Brian Cronin: You can tell that Lee was worried that fans would assume that Thor was keeping the horse after Kirby showed him on it. So he threw in that weird, super natural dialogue. It's interesting that the Wasp notes that the Avengers spend a lot of time talking about their fights after the fact. Sort of makes it worse that their strategy remains "Just all run at them and do whatever comes natural" every time, huh?

Eileen Gonzalez: Apparently "talking" in this case refers to "bragging" and not actually "let's review what we did right and wrong so we don't muck it up next time" Six issues in and they're still pretty disorganized. Fun to watch, but disorganized

Brian Cronin: It's all still a bit of a brilliant mess. But hey, with Jack Kirby and Stan Lee involved, it still works.

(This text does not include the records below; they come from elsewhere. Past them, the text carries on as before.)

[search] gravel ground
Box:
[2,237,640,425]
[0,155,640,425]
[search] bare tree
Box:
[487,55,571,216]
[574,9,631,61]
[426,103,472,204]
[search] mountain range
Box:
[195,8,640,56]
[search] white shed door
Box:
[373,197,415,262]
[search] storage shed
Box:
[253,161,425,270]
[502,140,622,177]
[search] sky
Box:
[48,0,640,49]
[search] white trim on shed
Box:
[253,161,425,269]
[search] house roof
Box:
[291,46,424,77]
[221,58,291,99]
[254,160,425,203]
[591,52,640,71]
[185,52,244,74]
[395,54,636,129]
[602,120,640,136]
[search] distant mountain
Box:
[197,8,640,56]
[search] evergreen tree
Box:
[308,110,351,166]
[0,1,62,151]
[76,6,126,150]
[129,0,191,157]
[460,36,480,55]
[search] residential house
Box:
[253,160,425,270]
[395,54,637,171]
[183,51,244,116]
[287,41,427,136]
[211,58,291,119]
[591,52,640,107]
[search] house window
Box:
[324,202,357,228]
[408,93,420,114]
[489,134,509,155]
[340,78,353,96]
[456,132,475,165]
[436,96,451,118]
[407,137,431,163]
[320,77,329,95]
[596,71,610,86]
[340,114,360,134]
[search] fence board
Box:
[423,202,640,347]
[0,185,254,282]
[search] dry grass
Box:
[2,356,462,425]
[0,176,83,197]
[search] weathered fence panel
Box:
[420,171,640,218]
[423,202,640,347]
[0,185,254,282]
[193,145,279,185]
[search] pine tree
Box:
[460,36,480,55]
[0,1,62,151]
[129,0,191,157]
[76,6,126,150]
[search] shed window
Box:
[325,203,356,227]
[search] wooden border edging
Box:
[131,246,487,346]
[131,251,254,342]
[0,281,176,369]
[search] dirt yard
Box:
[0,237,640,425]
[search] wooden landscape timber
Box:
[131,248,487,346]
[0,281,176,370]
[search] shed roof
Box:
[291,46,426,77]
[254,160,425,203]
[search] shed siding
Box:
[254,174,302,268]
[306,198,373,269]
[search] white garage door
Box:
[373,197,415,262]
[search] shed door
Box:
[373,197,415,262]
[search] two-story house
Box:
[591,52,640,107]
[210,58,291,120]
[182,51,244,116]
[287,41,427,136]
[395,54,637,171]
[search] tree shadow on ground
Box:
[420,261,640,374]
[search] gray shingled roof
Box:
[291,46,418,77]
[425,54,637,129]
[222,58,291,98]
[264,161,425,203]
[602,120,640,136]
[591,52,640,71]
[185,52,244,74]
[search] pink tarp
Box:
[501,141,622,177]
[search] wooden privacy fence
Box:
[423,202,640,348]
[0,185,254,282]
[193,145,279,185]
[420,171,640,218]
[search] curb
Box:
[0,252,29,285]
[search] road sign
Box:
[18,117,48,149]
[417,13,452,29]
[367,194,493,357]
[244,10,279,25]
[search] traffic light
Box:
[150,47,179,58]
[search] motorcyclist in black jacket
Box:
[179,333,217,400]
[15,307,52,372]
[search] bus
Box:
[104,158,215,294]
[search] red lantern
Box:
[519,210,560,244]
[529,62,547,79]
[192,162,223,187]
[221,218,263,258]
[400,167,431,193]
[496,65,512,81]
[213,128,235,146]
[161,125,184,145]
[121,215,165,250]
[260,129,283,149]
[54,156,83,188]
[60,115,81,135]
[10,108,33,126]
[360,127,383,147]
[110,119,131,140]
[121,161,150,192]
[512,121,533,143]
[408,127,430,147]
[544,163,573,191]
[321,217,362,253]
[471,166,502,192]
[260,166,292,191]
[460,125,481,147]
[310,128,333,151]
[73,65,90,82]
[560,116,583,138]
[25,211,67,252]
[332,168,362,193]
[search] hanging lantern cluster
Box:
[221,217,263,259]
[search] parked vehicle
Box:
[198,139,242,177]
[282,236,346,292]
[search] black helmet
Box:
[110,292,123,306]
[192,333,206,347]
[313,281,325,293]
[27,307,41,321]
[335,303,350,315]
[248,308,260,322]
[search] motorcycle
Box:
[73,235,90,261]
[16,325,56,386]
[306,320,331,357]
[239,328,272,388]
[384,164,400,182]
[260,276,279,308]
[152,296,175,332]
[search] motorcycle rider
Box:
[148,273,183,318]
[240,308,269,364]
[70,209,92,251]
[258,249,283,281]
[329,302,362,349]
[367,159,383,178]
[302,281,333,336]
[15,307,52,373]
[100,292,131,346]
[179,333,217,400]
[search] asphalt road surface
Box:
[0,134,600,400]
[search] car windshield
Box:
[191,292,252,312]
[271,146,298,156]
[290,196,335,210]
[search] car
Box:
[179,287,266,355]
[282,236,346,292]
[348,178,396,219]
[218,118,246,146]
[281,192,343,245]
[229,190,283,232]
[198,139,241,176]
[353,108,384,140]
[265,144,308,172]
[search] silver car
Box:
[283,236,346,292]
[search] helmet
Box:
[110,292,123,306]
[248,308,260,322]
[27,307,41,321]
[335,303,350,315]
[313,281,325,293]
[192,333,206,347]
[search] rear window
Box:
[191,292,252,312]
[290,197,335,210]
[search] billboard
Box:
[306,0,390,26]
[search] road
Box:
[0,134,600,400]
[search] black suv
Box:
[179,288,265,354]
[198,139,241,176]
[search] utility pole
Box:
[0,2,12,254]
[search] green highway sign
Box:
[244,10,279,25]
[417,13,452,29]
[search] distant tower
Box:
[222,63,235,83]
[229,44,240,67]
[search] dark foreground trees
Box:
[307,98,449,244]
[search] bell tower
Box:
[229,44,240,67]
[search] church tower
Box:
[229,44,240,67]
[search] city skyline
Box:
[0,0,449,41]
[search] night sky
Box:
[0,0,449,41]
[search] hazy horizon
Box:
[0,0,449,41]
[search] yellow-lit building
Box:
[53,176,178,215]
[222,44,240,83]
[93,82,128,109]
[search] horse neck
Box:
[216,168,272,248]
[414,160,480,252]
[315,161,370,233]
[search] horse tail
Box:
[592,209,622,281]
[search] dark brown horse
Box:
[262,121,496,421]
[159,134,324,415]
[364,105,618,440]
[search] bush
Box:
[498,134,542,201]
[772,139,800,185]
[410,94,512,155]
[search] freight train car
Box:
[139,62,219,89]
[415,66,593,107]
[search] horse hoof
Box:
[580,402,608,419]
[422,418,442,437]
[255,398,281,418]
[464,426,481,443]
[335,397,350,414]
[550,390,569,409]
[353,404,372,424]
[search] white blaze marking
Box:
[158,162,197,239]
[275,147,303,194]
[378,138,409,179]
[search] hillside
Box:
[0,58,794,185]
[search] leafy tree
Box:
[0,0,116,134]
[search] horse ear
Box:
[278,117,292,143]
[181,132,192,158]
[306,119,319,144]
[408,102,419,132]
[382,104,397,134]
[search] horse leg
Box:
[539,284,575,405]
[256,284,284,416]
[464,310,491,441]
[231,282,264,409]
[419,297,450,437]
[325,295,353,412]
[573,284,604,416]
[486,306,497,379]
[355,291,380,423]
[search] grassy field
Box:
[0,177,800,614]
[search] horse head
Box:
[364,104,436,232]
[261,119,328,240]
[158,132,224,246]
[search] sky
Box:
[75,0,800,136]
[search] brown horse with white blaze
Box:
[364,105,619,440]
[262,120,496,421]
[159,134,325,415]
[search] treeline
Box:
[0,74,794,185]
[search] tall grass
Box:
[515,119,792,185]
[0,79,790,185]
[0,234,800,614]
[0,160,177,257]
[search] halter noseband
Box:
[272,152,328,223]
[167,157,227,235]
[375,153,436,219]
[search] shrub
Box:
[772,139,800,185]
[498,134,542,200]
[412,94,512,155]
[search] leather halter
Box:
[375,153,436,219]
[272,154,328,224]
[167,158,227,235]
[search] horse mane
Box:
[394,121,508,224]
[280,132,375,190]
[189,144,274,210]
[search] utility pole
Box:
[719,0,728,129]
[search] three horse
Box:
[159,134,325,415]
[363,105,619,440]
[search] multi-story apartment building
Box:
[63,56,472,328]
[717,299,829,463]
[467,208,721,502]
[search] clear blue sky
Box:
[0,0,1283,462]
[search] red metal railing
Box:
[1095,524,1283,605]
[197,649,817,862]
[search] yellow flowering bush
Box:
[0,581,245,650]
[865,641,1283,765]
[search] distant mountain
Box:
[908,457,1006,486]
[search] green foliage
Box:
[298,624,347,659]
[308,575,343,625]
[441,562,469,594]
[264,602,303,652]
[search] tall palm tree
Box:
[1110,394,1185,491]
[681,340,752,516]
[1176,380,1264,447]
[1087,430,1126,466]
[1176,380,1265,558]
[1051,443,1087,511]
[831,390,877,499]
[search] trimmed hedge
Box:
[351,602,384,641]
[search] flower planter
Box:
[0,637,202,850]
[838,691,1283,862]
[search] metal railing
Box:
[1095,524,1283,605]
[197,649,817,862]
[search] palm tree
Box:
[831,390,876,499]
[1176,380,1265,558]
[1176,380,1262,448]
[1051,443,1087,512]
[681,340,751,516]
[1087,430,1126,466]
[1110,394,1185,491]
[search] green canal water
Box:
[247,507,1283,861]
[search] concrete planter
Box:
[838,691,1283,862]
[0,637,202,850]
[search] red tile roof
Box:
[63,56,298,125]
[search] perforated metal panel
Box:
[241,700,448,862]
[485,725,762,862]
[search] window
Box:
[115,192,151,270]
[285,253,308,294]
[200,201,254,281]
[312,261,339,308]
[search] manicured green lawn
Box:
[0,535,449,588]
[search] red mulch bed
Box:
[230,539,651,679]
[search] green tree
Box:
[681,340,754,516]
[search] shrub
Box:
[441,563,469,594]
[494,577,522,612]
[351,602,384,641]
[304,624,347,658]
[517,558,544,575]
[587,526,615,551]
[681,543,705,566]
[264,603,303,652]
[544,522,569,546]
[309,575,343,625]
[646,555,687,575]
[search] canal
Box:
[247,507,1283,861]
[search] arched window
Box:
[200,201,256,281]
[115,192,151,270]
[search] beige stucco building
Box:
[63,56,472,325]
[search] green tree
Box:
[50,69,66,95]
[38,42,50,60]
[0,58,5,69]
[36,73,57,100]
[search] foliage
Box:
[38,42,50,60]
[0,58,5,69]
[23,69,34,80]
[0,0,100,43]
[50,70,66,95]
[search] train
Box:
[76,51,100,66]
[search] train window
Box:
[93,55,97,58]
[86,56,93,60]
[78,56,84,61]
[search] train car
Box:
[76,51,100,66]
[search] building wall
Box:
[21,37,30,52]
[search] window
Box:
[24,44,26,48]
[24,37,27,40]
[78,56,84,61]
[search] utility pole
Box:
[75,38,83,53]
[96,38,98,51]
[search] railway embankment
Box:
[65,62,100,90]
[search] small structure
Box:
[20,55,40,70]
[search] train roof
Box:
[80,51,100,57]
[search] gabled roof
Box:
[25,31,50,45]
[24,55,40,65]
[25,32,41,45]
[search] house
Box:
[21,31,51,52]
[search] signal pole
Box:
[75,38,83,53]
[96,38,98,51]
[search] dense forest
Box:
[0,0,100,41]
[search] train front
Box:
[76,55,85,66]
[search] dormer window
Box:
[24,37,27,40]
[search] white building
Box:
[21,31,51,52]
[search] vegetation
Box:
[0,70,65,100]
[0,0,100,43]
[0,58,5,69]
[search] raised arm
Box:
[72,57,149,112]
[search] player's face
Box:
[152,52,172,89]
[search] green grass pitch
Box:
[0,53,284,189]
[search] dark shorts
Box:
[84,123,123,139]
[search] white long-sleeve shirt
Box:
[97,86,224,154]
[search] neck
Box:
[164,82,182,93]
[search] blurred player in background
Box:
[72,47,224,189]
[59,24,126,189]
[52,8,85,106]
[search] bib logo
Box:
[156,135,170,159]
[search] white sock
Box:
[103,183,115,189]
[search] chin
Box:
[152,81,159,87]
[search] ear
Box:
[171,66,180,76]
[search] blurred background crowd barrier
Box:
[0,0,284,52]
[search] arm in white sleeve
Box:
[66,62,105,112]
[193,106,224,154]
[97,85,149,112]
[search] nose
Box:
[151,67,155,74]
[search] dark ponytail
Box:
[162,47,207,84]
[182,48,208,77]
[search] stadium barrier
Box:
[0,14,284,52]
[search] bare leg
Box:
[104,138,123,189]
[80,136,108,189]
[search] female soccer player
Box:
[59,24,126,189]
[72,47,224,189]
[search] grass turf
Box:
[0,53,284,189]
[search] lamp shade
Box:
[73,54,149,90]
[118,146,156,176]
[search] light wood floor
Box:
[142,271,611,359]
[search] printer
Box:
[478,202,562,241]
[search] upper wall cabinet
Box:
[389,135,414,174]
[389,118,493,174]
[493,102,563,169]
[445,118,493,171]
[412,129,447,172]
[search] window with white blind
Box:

Eileen Gonzalez: Very much so! And I'm enjoying these new villains, as silly as they are. Aside from the Hulk, I think they're the recurring set of bad guys we've had--everyone else so far has been a one-off

Brian Cronin: I guess they sort of take the place of the Hulk, right? As the new recurring villain of the series. They're in #6-7 and then 9, 15-16

I guess that's not THAT frequent.

Eileen Gonzalez: Seems that way! And they are actual villain-villains. With the Hulk, it was always more of a misunderstanding

Or the Avengers being jerks

Brian Cronin: Or some sort of advertising stunt,

Eileen Gonzalez: Those gosh darn overzealous marketers!